Osgood James Whittemore Jr. 1919–2010Published on July 21st, 2010 | By:
Professor emeritus OJ Whittemore, (Whit) passed away on July 20, 2010, surrounded by family and caregivers. He was born Jan.24, 1919, in Clear Lake Iowa. He is survived by his loving wife Barbara E. Greenwood Whittemore; by his children; daughters Bonnie Turner of Harrisburg Pa., Corin Whittemore of Kirkland, Wash., and son Donald Whittemore of Lawrence, Kan.; grandchildren Todd and Aletha Turner, Luke, Paul, Mark and Coryjean Whittemore; and great grandchild Samuel Whittemore; brother Jim Whittemore and sister Georgeann Kuhl. He was predeceased by his brother, Jerry Whittemore. Whit and Barbara celebrated their 68th anniversary Oct. 4, 2009.

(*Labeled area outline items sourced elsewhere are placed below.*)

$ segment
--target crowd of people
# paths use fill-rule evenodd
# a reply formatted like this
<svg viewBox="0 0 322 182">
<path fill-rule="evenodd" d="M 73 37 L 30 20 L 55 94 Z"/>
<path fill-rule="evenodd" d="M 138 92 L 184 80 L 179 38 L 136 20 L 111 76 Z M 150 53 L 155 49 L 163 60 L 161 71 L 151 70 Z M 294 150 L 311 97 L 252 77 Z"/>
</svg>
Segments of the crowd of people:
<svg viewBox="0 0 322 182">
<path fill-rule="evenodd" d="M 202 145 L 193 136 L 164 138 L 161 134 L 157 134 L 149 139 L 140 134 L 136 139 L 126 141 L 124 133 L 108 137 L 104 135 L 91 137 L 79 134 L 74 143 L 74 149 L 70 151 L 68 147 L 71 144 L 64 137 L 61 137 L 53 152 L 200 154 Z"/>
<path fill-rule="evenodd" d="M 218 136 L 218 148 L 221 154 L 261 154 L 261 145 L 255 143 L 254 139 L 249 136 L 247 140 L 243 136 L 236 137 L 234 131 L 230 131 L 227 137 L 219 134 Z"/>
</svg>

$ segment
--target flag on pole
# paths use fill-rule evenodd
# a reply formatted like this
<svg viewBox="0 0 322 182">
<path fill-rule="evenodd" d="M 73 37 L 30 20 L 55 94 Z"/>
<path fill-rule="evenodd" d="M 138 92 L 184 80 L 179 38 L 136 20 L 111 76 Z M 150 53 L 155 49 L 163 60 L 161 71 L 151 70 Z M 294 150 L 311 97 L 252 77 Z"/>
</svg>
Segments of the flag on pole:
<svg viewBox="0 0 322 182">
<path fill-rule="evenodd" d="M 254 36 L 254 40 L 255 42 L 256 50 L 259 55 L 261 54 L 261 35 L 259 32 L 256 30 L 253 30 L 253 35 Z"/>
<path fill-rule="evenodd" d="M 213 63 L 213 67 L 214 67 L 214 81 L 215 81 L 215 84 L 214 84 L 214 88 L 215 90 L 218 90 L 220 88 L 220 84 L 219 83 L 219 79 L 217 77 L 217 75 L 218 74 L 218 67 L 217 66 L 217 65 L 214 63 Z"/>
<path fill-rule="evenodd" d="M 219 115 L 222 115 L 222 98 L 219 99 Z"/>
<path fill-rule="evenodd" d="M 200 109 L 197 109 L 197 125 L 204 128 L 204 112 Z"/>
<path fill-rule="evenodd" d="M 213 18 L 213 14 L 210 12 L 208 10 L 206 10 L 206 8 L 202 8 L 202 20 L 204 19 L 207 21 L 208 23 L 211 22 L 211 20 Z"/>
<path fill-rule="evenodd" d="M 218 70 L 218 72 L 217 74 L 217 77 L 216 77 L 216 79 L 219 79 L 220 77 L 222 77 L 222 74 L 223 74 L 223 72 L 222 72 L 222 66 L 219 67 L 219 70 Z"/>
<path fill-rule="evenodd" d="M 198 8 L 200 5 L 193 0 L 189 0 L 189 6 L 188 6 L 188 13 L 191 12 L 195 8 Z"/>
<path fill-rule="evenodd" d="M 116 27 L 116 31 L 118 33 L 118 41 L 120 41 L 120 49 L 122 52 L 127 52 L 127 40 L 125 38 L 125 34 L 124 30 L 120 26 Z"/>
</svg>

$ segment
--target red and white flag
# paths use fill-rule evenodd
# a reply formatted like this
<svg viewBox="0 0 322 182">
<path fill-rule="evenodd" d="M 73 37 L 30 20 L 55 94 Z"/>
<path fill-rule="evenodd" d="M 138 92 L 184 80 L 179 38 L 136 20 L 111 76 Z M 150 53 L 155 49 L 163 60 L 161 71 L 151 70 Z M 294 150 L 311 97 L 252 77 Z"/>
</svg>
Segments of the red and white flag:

Whit got his master’s degree in June 1941 and a professional degree in ceramic engineering from Iowa State in 1950. He was a member of the Sigma Nu Fraternity. After he received his master’s degree he worked at the Mellon Institute of Pittsburgh, Pa., from November 1941 to May 1944 on refractories testing. Then he was hired to work on ceramic materials related to the Manhattan Project (atomic bomb) at MIT in Cambridge, Mass. This project was considered more important to the war effort than if he was inducted into the army.
After the war, he moved with his family to Princeton, Mass., to work at Norton Co. Out of the many projects available he chose to work on stabilized zirconia refractories. For his work on pure oxide refractories he received the Admiral Earle Award of the Worcester Engineering Society and The Trinks Industrial Heating Award. In 1960 he was elected Fellow of the American Ceramic Society. In 1964 he was offered an associate professorship at the University of Washington in Seattle. So, he drove west with his wife, two daughters, a dog and a parakeet, leaving his son at the University of New Hampshire.
He taught the refractories course at the UW and created two courses on ceramic processing, and a course on design. He took a sabbatical in 1976 at a university in Sao Carlos, Brazil with Barbara to help establish a new ceramic engineering program there. In 1984, he traveled to Japan to lecture.
In 1987, he finally retired as Professor Emeritus, however, he continued to occasionally consult or to guest lecture.
Whit loved hiking, camping, figure skating, skiing and kayaking. He and Barbara loved to travel and took 35 Elderhostel trips around the world. He will be missed. His quiet dry humor was with him up to the end.
B.S., Ceramic Engineering, 1940, Iowa State University; M.S. Ceramic Engineering, 1941, University of Washington; Prof., Ceramic Engineering, 1950, Iowa State University. Associate Professor of Mineral Engineering at U.W., 1964; Professor of Ceramic Engineering, 1969; elected Fellow of the American Ceramic Society in 1960; director of the Washington Mining and Mineral Resources Research Institute, 1982.